Um dia, estava eu numa igreja a assistir a uma comemoração solene quando o indivíduo que estava do meu lado esquerdo segredou-me por cima do ombro: "Isto para mim não é nada, a minha catedral é a Natureza, é lá que me sinto bem!". Tudo converge, cada vez mais.
Gosto muito de pessoas, de as ouvir, de tentar entendê-las estudando-as, dos sentimentos, dos risos, do toque... Mas à medida que o tempo decorre trazendo maturidade, à medida que envelheço, as pessoas ficam cada vez mais complicadas num crescendo assustador que abala a minha saude mental e põe em causa a minha paz interior. Numa altura em que procuro despreocupação, o cerco aperta trazendo novas equações nunca antes abordadas. E pergunto-me se não terei direito a simplesmente recusar resolvê-las. Já dei provas da minha valentia, da minha capacidade para enfrentar ventos e tempestades, não quero mais o desgaste das batalhas. O tempo que me resta tem de ser gasto em amor apenas. Abraçar, sorrir, amar...
E fujo. Corro para a Catedral que o Jorge me indicou, essa Catedral que é universal, sem deuses de altares e horas marcadas para reuniões, onde não se fala de política nem de nada com palavras.
Uma Catedral onde se escuta.
Onde no silêncio dos lábios se ouve a consciência. Onde tudo faz sentido. Onde o tempo importa ainda que efémero. Onde se chegar "a tempo" posso encontrar-me com o sol, senti-lo na pele e vê-lo partir. Na vida, chamam-se oportunidades únicas. Sim, o sol volta a estar lá no dia seguinte, mas o tempo pode estar enublado ou pode o tempo ter esgotado para mim, como uma sombra fria quando o sol se vai...

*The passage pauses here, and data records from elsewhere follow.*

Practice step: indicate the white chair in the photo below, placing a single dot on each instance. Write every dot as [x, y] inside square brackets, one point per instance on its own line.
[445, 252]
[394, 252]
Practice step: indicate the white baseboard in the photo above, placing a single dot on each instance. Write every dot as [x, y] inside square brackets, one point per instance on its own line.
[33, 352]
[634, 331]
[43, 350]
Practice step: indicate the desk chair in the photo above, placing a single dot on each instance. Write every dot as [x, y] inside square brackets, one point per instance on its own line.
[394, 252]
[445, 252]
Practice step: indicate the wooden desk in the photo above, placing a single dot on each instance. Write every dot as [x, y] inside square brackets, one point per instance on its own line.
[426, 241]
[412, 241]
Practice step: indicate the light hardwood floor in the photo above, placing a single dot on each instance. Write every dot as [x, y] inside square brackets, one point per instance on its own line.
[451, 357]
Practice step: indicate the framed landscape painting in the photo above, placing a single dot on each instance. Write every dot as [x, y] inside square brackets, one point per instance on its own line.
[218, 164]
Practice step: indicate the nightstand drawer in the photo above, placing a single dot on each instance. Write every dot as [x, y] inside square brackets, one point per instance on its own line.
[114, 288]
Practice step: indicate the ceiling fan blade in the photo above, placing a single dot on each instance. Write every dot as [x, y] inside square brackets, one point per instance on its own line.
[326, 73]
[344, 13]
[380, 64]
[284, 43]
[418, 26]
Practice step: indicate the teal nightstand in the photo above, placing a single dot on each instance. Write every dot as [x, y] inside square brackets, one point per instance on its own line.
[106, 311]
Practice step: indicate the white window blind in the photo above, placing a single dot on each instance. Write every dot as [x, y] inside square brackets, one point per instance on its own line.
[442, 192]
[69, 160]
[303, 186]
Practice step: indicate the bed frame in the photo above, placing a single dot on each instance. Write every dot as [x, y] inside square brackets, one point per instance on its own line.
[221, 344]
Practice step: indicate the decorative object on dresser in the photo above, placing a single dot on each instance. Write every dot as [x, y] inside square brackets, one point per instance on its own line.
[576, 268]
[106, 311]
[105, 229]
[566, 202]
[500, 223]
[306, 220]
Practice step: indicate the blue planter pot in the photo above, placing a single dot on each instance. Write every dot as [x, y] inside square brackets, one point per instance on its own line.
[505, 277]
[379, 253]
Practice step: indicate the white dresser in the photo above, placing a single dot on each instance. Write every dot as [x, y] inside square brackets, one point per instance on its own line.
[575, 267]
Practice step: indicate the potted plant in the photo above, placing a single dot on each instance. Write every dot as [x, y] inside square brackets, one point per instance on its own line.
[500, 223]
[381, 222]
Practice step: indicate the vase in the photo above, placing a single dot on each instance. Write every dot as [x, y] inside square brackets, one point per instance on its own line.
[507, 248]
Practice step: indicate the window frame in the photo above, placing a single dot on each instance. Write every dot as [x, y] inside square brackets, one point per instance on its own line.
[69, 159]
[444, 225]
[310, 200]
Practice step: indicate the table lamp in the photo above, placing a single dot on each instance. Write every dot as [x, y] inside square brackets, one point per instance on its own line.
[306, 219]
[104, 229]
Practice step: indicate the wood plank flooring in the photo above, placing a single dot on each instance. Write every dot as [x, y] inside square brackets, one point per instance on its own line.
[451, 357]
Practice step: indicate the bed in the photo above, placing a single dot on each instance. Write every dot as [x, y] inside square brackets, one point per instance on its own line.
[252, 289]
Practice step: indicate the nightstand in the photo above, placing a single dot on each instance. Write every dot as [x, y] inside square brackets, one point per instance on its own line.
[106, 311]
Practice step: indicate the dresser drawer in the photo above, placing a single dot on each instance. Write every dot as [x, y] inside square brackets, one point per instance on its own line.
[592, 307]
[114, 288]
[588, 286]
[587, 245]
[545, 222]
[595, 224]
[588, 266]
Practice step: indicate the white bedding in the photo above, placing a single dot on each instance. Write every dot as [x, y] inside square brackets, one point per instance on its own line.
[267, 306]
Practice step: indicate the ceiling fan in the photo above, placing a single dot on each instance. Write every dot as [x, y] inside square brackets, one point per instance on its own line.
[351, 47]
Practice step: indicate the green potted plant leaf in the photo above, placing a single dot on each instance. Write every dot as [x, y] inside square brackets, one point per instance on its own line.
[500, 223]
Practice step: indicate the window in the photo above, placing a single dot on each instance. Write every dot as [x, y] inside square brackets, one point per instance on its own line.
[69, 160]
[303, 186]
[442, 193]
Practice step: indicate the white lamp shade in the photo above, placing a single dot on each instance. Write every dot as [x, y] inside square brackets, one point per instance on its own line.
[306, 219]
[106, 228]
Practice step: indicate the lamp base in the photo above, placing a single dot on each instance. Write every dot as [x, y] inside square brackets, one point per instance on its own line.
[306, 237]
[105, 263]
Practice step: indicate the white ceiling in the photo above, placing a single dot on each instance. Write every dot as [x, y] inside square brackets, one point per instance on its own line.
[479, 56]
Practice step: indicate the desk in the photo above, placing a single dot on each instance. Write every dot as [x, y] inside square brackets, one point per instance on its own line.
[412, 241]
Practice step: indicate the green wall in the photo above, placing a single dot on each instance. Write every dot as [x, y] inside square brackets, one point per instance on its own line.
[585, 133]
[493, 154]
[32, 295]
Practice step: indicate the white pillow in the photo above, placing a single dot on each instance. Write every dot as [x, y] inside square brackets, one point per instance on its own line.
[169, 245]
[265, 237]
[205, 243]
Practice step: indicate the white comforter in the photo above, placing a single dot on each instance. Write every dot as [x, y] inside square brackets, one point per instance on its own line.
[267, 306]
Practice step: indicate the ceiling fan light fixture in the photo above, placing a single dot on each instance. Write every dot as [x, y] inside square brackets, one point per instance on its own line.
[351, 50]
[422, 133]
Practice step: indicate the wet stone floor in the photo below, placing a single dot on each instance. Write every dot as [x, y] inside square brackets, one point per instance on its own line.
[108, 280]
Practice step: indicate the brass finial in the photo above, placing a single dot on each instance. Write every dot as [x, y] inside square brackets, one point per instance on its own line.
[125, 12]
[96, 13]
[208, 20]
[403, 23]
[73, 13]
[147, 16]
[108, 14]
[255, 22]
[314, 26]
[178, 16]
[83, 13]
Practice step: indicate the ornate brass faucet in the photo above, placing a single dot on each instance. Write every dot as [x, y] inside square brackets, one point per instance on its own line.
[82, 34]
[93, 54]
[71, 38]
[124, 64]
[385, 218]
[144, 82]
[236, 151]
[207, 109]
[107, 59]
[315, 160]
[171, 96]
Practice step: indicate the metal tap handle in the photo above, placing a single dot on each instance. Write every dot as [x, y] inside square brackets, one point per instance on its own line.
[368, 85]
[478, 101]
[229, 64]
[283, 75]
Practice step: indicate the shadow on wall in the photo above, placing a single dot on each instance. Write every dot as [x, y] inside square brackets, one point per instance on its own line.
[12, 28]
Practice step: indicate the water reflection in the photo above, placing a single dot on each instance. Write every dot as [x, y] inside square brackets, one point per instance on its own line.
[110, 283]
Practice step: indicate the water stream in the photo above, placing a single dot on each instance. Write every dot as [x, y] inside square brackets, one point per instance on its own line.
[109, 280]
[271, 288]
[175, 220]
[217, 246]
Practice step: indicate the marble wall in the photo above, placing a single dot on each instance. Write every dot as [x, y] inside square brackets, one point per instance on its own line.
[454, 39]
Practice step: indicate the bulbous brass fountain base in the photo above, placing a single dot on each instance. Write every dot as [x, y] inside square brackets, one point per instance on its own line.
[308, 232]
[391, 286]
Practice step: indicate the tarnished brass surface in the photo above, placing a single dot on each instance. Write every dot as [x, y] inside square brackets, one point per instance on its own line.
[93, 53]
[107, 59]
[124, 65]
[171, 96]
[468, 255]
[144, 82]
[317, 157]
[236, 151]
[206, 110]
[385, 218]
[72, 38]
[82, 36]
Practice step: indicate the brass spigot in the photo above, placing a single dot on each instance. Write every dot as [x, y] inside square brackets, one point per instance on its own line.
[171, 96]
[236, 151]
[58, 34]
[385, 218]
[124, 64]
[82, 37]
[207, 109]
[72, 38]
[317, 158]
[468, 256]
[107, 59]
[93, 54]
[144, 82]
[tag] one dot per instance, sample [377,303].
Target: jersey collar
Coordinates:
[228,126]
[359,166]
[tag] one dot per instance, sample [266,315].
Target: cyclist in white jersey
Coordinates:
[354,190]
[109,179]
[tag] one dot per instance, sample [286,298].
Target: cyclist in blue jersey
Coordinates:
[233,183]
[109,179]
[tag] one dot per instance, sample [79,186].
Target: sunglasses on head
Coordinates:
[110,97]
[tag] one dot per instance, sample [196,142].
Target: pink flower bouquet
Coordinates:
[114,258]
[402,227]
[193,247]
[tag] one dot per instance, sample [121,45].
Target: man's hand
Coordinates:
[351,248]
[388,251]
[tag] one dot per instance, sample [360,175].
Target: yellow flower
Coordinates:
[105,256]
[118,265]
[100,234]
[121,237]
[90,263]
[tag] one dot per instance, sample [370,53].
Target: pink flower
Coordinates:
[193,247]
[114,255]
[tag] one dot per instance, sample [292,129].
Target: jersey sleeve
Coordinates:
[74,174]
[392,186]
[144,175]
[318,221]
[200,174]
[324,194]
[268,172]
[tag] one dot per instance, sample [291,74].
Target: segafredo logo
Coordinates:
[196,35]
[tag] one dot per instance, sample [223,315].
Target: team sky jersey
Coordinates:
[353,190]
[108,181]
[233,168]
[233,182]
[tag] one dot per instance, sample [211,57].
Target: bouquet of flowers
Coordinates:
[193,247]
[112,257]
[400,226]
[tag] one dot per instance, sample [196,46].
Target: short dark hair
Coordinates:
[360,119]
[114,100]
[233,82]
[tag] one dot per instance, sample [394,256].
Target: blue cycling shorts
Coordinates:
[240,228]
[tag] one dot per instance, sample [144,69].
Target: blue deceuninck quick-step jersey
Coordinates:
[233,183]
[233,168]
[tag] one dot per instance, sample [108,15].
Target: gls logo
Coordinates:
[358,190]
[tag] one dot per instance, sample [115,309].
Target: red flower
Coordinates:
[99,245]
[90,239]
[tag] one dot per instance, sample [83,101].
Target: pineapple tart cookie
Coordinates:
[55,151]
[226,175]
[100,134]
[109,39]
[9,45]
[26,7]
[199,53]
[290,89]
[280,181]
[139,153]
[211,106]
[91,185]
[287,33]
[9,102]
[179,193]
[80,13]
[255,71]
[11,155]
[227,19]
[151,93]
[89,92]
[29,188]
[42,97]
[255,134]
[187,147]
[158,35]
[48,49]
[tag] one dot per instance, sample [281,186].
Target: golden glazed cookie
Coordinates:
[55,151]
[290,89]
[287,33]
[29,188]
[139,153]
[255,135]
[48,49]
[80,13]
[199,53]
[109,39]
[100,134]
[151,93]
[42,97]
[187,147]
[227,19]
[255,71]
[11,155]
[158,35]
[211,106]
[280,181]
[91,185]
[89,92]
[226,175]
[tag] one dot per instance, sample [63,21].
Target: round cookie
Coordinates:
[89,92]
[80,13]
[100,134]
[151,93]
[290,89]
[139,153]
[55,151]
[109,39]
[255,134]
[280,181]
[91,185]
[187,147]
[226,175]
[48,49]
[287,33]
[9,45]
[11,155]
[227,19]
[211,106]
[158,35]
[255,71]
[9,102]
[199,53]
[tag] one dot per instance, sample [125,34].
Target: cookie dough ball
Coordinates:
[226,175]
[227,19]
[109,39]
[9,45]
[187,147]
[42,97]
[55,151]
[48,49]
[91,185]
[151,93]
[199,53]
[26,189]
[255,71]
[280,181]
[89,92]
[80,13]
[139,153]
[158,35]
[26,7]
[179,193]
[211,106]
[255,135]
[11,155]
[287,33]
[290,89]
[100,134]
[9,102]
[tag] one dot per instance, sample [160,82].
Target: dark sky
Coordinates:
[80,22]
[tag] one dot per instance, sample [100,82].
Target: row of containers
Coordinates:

O Jorge de vez em quando foge para as montanhas nos Alpes ou volta à Amazónia de onde nem queria sair. Eu vou mais perto. E da última vez um pisco de peito azul quase pousou em mim. Aquele bater de asas, o canto, a música do movimento da água que corria na vala, o vento nas folhas das árvores sobre a minha cabeça... é ali que gosto orar, que abandono a minha condição racional e me entrego à espiritual. É ali que me encontro, que sou Eu.